Balancing the Budget: Understanding Trade-offs Between Supervised and Preference-Based Finetuning

TL;DR

This paper investigates how to best allocate limited annotation budgets between supervised and preference-based finetuning for large language models, revealing that initial supervised training is crucial in low-data regimes and a hybrid approach benefits larger budgets.

Contribution

It provides a comprehensive analysis of budget allocation strategies between supervised and preference finetuning, offering practical guidelines for optimizing model performance under data constraints.

Findings

Supervised finetuning on base models is best in low-data regimes (<1,000 examples).

Combining SFT and PFT with increasing preference data improves performance at larger budgets.
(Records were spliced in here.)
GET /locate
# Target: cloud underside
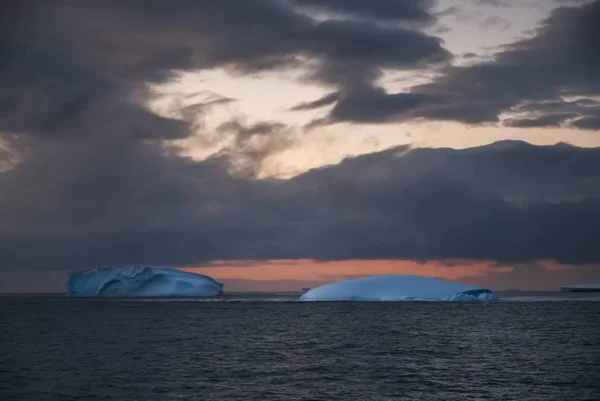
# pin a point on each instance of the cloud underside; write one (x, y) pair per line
(547, 80)
(88, 175)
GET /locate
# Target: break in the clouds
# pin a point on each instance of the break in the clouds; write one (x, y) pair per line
(89, 175)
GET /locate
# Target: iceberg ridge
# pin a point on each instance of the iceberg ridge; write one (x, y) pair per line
(398, 287)
(140, 281)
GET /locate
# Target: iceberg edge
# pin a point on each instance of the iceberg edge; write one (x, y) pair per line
(140, 281)
(398, 287)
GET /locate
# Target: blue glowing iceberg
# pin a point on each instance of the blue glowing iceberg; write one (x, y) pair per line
(140, 281)
(398, 287)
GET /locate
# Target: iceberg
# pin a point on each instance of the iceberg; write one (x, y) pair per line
(398, 287)
(140, 281)
(581, 288)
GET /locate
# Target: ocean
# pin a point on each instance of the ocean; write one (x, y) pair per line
(529, 346)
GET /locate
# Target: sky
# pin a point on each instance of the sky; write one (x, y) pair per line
(280, 144)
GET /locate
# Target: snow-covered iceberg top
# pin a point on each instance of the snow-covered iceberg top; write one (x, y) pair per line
(140, 281)
(581, 288)
(398, 287)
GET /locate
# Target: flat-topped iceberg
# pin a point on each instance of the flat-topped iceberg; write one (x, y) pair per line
(398, 287)
(140, 281)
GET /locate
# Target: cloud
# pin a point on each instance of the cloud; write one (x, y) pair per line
(89, 175)
(559, 61)
(508, 202)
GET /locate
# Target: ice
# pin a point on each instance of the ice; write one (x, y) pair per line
(140, 281)
(398, 287)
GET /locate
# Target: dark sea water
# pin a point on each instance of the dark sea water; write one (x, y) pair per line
(542, 346)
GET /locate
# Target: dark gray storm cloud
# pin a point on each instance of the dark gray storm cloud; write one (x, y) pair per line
(89, 175)
(559, 64)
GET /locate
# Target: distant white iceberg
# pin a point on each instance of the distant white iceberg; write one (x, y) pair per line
(398, 287)
(581, 288)
(140, 281)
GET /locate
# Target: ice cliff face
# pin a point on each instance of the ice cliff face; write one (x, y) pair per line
(399, 287)
(140, 281)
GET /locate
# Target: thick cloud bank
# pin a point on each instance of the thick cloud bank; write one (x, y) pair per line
(89, 175)
(398, 287)
(509, 202)
(140, 281)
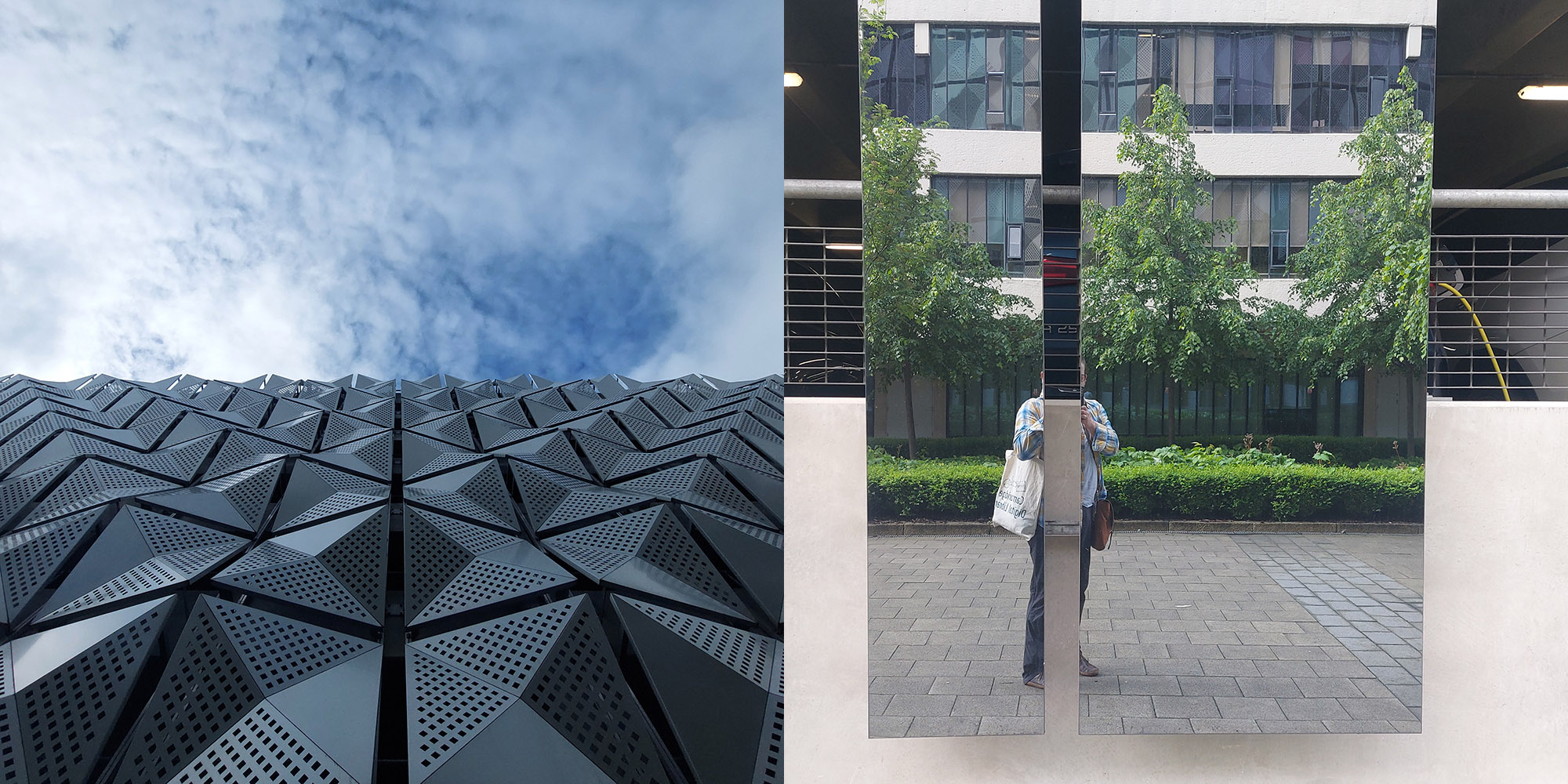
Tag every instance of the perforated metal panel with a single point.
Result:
(448, 708)
(579, 689)
(275, 587)
(280, 652)
(70, 713)
(261, 749)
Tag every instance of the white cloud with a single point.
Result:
(238, 189)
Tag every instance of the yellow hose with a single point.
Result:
(1504, 385)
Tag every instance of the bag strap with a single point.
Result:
(1100, 470)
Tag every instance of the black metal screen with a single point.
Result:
(391, 581)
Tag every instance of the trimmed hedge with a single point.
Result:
(1246, 493)
(1349, 451)
(934, 490)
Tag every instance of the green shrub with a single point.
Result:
(1178, 492)
(1349, 451)
(934, 490)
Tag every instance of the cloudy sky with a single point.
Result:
(481, 189)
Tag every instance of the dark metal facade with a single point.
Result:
(374, 581)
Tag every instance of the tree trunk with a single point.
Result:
(1171, 408)
(1410, 416)
(909, 404)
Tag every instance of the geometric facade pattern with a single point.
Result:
(369, 581)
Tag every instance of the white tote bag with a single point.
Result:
(1020, 496)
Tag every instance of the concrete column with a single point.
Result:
(1064, 468)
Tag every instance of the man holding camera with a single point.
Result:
(1097, 438)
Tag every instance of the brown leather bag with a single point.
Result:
(1105, 520)
(1105, 517)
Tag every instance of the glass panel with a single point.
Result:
(1127, 71)
(1186, 65)
(1302, 74)
(1089, 104)
(1031, 82)
(1301, 194)
(995, 211)
(1280, 211)
(1282, 82)
(1222, 211)
(1243, 209)
(1145, 78)
(976, 217)
(1351, 407)
(1263, 81)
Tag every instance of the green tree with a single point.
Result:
(932, 300)
(1367, 258)
(1155, 289)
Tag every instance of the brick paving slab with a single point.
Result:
(1194, 633)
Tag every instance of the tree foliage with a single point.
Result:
(934, 307)
(1155, 289)
(1367, 258)
(932, 299)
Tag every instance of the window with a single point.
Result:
(1254, 81)
(1003, 214)
(1272, 217)
(976, 78)
(1285, 404)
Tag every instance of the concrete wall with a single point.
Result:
(931, 412)
(1497, 667)
(1338, 13)
(992, 153)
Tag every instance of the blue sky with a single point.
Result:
(562, 189)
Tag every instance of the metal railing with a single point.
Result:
(824, 313)
(1514, 346)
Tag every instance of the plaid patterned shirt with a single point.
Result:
(1029, 434)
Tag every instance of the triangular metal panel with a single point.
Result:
(333, 706)
(73, 706)
(716, 713)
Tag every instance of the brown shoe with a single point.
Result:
(1087, 670)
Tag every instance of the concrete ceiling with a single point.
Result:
(1486, 136)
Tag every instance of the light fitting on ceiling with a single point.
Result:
(1545, 93)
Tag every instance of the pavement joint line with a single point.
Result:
(1149, 593)
(1365, 636)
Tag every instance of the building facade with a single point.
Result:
(1272, 95)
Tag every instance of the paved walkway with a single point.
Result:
(1194, 633)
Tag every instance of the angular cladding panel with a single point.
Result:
(227, 548)
(230, 661)
(454, 567)
(554, 662)
(238, 501)
(139, 553)
(74, 683)
(318, 492)
(336, 567)
(713, 683)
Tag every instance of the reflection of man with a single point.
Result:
(1097, 438)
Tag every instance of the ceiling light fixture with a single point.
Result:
(1545, 93)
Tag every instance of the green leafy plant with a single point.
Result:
(1156, 292)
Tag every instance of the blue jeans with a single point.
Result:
(1036, 617)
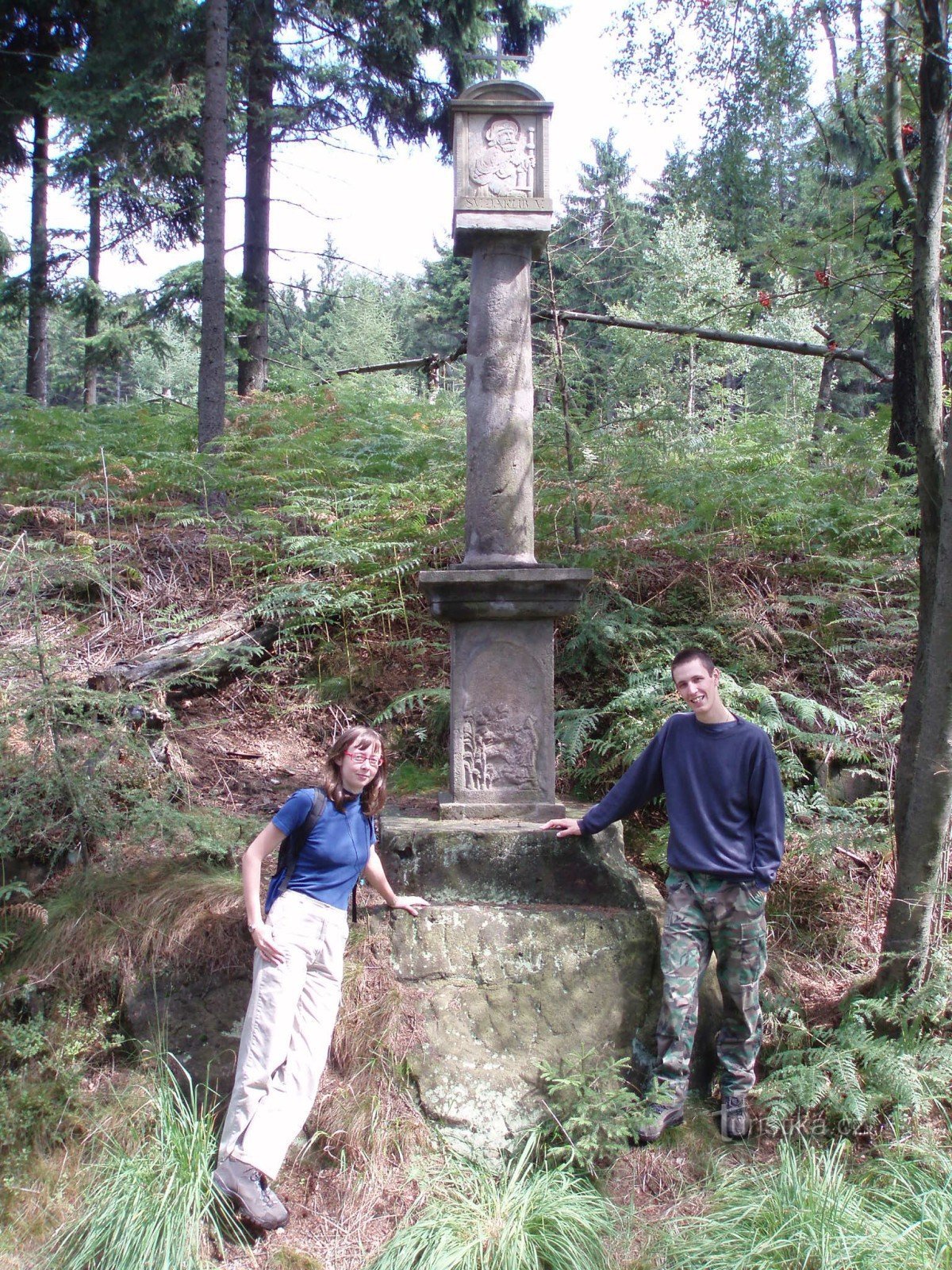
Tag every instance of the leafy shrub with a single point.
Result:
(890, 1060)
(517, 1218)
(149, 1198)
(592, 1114)
(46, 1053)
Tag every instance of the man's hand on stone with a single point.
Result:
(566, 829)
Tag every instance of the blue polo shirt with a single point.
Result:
(336, 850)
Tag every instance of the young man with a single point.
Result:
(725, 810)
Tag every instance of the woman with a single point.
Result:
(298, 965)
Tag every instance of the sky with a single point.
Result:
(385, 210)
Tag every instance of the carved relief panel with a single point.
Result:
(501, 156)
(501, 713)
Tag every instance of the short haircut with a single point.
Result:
(693, 653)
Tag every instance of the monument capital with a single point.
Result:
(501, 164)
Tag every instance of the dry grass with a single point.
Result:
(107, 930)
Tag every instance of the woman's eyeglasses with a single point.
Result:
(363, 759)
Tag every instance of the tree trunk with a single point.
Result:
(38, 296)
(905, 412)
(95, 249)
(215, 145)
(253, 366)
(924, 772)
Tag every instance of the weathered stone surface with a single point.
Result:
(530, 592)
(501, 163)
(559, 952)
(493, 861)
(499, 400)
(501, 738)
(501, 990)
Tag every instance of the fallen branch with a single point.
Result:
(723, 337)
(432, 362)
(198, 660)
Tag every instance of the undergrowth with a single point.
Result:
(888, 1064)
(148, 1195)
(592, 1114)
(812, 1210)
(507, 1218)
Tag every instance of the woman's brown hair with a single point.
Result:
(329, 776)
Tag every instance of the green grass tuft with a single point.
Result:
(517, 1218)
(149, 1202)
(812, 1212)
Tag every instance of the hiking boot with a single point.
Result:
(735, 1121)
(251, 1194)
(660, 1117)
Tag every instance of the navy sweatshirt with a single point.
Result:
(723, 787)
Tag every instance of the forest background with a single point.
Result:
(791, 510)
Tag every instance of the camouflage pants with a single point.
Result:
(711, 914)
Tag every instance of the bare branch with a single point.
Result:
(724, 337)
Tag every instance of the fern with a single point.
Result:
(889, 1060)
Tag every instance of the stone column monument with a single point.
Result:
(533, 946)
(499, 602)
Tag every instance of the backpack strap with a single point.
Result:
(291, 849)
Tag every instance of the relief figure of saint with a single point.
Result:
(507, 163)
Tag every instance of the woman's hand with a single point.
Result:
(412, 903)
(262, 940)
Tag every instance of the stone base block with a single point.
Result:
(499, 991)
(493, 861)
(520, 813)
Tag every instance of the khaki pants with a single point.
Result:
(287, 1033)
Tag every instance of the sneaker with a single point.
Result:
(254, 1199)
(735, 1121)
(660, 1117)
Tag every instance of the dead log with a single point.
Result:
(194, 664)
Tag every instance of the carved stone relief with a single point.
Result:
(507, 163)
(499, 747)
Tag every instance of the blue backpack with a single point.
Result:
(290, 850)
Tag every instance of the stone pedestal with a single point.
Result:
(499, 402)
(533, 949)
(501, 733)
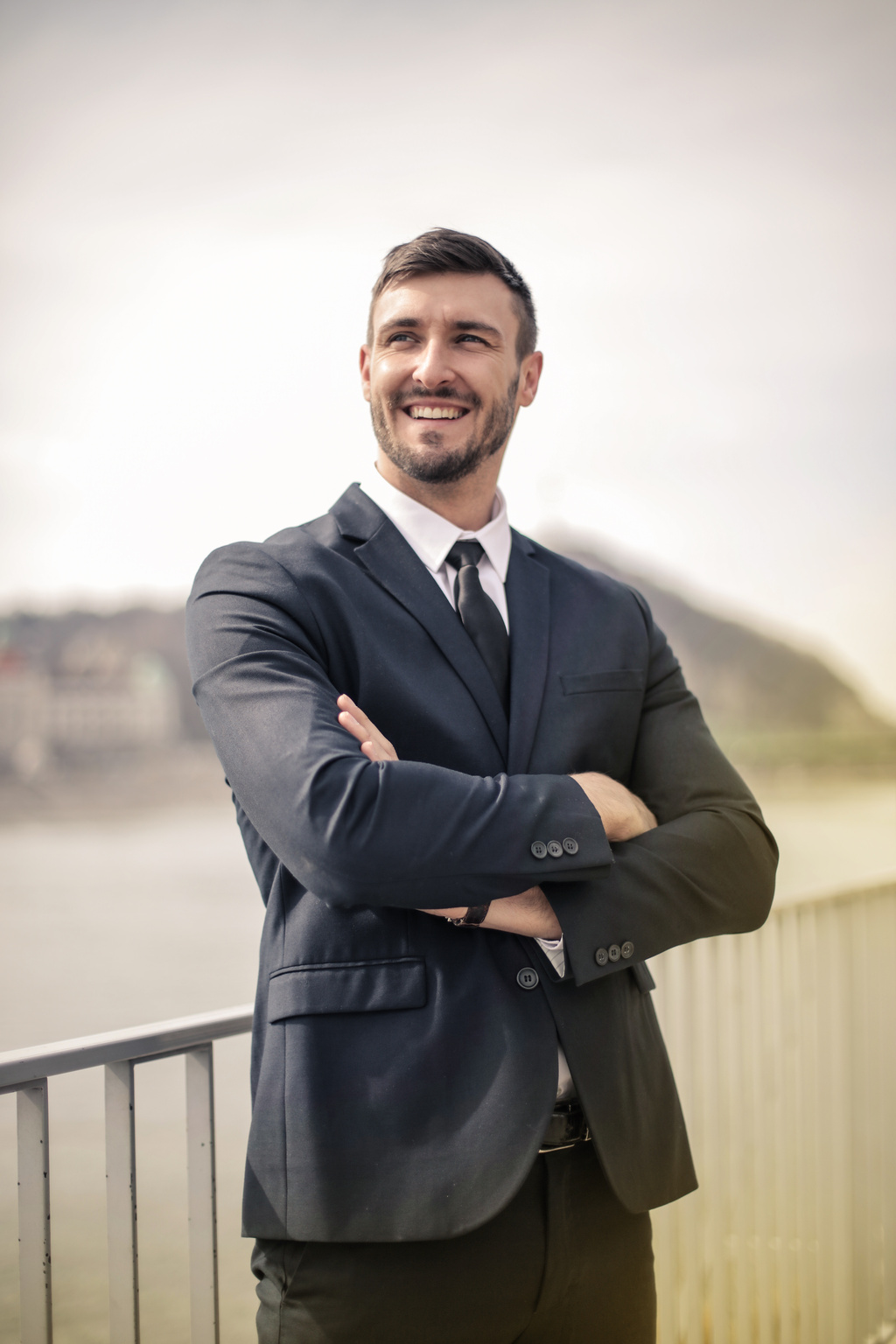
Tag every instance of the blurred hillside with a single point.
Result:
(108, 699)
(768, 704)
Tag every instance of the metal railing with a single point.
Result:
(783, 1045)
(785, 1053)
(25, 1073)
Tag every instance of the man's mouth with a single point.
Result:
(436, 411)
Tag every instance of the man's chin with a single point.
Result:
(430, 461)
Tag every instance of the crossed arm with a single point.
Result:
(528, 913)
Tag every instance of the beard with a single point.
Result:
(437, 468)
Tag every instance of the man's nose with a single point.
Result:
(433, 368)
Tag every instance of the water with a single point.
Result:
(117, 922)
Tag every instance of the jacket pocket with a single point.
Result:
(346, 987)
(622, 679)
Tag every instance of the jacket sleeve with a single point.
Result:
(710, 865)
(355, 832)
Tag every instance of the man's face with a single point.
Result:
(442, 375)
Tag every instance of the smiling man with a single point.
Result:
(476, 794)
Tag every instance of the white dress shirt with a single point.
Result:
(431, 536)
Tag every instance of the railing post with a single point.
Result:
(121, 1205)
(203, 1214)
(34, 1213)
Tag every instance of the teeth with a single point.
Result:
(436, 411)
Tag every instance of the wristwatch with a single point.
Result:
(474, 915)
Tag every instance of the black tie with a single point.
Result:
(481, 617)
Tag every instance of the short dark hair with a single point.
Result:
(442, 252)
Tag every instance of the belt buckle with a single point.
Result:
(569, 1112)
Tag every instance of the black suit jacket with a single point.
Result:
(402, 1077)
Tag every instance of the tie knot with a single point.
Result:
(464, 554)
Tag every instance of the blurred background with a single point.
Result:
(195, 202)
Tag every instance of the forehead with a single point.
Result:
(446, 300)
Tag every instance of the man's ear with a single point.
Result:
(366, 371)
(529, 376)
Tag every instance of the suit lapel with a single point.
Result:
(387, 556)
(528, 593)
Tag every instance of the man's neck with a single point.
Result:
(466, 503)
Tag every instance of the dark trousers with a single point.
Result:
(564, 1264)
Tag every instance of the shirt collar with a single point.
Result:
(430, 536)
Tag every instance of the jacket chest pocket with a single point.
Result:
(346, 987)
(620, 679)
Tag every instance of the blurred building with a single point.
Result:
(103, 697)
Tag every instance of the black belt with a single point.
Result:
(567, 1126)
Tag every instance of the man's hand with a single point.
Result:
(624, 815)
(527, 914)
(374, 745)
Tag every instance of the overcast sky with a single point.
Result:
(196, 197)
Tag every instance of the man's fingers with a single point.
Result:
(348, 721)
(374, 745)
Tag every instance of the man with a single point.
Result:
(457, 1132)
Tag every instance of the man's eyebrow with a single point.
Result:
(399, 321)
(462, 324)
(477, 327)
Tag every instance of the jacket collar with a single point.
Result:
(387, 556)
(528, 593)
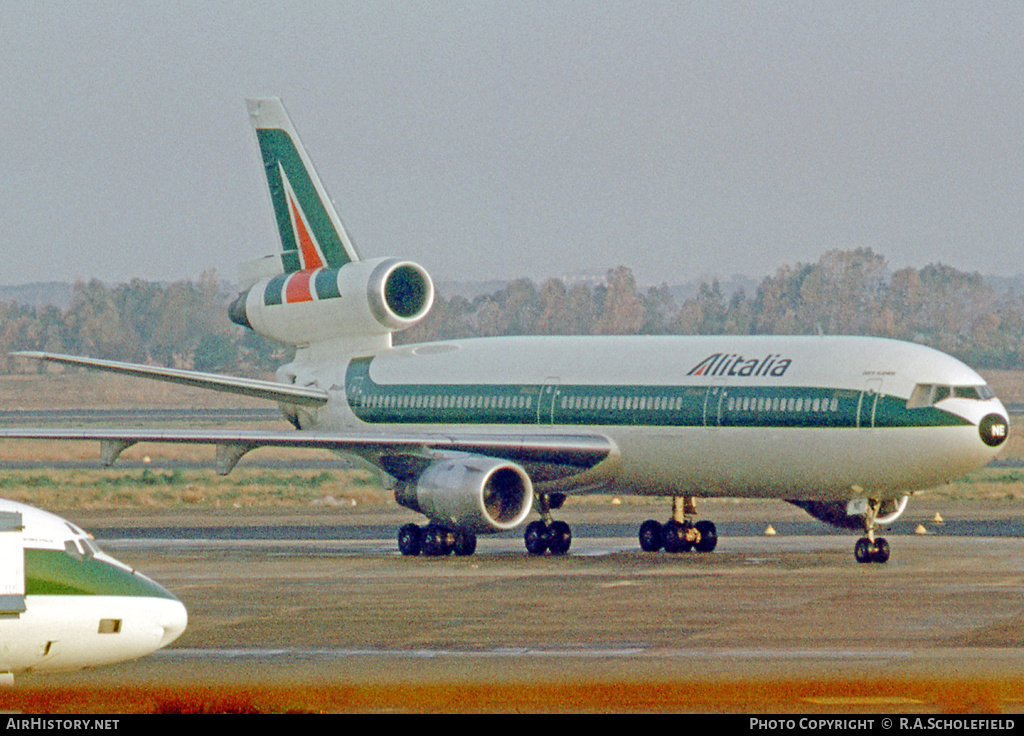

Skipping SFT and directly applying PFT causes a cold start problem due to distribution shift.

Abstract

Post-training of Large Language Models often involves a pipeline of Supervised Finetuning (SFT) followed by Preference Finetuning (PFT) using methods like Direct Preference Optimization. Both stages require annotated data that are very different in structure and costs. We study how to optimally allocate a fixed training data budget between the two stages, through extensive experiments spanning four diverse tasks, multiple model sizes and various data annotation costs. Our findings reveal that just SFT on the base model dominates performance in low-data regimes ($<1,000$ annotated examples). With larger data-budgets, we observe that a combination of SFT and PFT, often with increasing portions allocated towards preference data yields optimal performance. However, completely eliminating SFT and running PFT directly on the base model yields suboptimal performance, described as the cold start problem on tasks like mathematics. We observe that this is due to the distribution shift arising from using DPO directly on the base model to elicit step-by-step reasoning. This limitation can be effectively addressed by allocating even a small portion ($<10$%) of the budget to SFT first, resulting in performance improvements of $15-20$% on analytical benchmarks like GSM8k. These results provide actionable insights for researchers and practitioners optimizing model development under budget constraints, where high-quality data curation often represents a significant portion of the total costs of model development.